Julien Ricaud

Personal information
- Full name: Julien Ricaud
- Date of birth: 28 January 1985 (age 41)
- Place of birth: Villeneuve-sur-Lot, France
- Height: 1.85 m (6 ft 1 in)
- Position: Midfielder

Team information
- Current team: Avranches
- Number: 7

Senior career*
- Years: Team / Apps / (Gls)
- 2004–2005: Laval / 0 / (0)
- 2005–2007: Genêts Anglet / 63 / (2)
- 2007–2008: Compiègne / 22 / (0)
- 2008–2010: Pau / 62 / (2)
- 2010–2013: Niort / 94 / (1)
- 2013–2014: Le Poiré sur Vie / 22 / (1)
- 2014–: Avranches / 61 / (1)

= Julien Ricaud =

French professional footballer (born 1985)

Julien Ricaud (born 28 January 1985) is a French professional footballer who plays for Avranches as a defensive midfielder.

After progressing through the youth ranks at Laval, he began his senior career with Championnat de France amateur (CFA) side Genêts Anglet in 2005. Two years later, Ricaud signed for CFA rivals Compiègne, spending one season there before joining Pau. In the summer of 2010, he was signed by newly promoted Championnat National club Chamois Niortais on a free transfer.

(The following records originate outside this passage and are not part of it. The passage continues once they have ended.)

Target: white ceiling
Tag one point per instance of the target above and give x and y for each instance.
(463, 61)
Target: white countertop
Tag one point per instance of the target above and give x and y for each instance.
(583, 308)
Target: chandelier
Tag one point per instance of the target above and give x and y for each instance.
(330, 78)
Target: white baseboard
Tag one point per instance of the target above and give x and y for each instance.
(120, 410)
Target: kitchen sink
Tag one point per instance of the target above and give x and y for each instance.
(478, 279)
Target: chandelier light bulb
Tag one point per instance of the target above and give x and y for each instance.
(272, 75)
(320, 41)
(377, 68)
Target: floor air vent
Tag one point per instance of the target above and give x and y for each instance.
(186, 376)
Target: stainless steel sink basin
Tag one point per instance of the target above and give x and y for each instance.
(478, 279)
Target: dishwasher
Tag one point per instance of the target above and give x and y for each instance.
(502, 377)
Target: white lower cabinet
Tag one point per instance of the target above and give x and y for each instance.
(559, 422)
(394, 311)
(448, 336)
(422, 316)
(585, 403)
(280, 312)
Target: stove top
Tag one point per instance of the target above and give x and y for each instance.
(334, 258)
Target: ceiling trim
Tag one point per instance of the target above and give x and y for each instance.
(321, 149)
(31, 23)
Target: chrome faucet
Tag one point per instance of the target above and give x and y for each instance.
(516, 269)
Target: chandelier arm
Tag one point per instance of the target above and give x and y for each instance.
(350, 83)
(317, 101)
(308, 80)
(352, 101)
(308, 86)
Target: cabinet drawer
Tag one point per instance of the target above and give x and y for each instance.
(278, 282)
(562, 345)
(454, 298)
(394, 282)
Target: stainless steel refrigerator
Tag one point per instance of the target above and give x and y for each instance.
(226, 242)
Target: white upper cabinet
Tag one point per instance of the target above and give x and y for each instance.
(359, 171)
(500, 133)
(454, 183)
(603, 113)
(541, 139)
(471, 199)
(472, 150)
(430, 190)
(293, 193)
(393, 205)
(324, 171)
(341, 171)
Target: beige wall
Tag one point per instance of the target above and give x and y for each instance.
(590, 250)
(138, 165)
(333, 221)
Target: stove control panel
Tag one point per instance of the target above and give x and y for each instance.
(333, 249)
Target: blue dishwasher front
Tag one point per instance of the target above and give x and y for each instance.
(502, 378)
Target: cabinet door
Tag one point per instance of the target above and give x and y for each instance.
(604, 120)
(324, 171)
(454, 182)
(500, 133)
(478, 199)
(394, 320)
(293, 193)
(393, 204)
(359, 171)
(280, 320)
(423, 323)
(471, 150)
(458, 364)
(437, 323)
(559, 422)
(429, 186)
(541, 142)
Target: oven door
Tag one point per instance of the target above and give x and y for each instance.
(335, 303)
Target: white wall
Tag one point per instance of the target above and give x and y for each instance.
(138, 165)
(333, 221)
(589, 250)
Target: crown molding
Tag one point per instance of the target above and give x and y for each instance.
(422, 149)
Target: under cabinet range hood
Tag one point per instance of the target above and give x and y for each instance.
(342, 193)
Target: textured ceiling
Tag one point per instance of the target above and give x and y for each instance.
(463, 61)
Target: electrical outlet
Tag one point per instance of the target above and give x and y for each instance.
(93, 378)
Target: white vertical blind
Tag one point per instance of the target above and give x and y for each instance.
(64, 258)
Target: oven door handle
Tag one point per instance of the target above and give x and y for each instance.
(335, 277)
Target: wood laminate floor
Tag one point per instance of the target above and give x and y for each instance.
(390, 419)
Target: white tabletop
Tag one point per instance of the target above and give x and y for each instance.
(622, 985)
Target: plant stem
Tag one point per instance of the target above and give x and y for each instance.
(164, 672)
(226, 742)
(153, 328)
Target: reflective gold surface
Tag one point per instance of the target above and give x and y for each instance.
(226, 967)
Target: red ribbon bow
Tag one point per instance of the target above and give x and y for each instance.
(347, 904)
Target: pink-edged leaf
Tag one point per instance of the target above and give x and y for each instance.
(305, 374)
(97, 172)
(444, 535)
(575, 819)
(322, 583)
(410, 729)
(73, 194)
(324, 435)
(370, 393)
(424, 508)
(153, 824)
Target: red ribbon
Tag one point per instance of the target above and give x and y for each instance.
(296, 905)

Ricaud became an important figure in the Niort team over the following three seasons, often partnering Johan Gastien in the centre of midfield. He made 36 league appearances in the 2011–12 season as the side finished as runners-up in the National, thereby winning promotion to Ligue 2, the second tier of French football. At the end of the 2012–13 season it was announced that Ricaud, along with four other players, would not be re-signing with Niort for the following campaign.